Conformable, Soft Tactile Sensor for Wearables and Smart Electronic Skin Applications
This technology offer is a soft tactile sensor with low operation voltage and ultralow power consumption, intended for use in robotic devices, human-machine interactions and health monitoring devices. This flexible tactile sensor uses low-cost printing processes and is adaptable on any active surfaces. The technology is also amenable to fabrication of flexible, large area sensor arrays as well as high density, high spatial resolution active matrix tactile sensors.
Supersensitive Iontronic Electronic Skin
This technology is related to supersensitive iontronic electronic skin material.
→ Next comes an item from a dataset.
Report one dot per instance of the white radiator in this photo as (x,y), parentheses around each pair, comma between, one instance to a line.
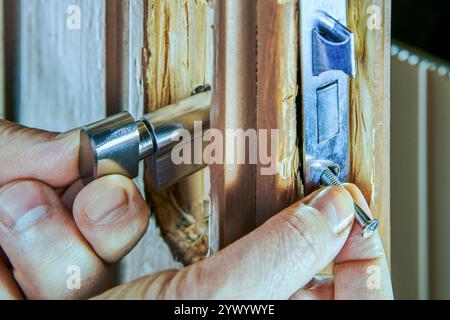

Specifically, the technology is related to supersensitive iontronic electronic skin material with implanted artificial tactile cells, which can control effective ion concentration and change capacitance based on physical changes followed by the implementation of hydrogen bond based reversible ion confinement effect. 
Convolutional Neural Network (CNN) Quantization Flow for Edge Computing & Embedded AI
This software package deploys an ultra-low loss quantization method that provides Convolutional Neural Network (CNN) quantization schemes based on comprehensive quantitative weight data analysis. This software package compresses the large size of CNN models to be friendly to smaller devices such as low-end edge-based systems or embedded systems. It is attractive to companies that provide computer vision and/or Artificial Intelligence (AI) full stack products.
Accurate, Non-invasive, Wearable Solution for Core Body Temperature Measurements
Core body temperature is an important vital sign indicating the health status of a person. This technology offer is a wearable core body temperature sensor for continuous and non-invasive measurements. The miniaturized sensor is ideal for the integration into wearable devices and med-tech/health-tech devices with skin contact. Both stand-alone solution and integrated circuit (IC) level solutions are available.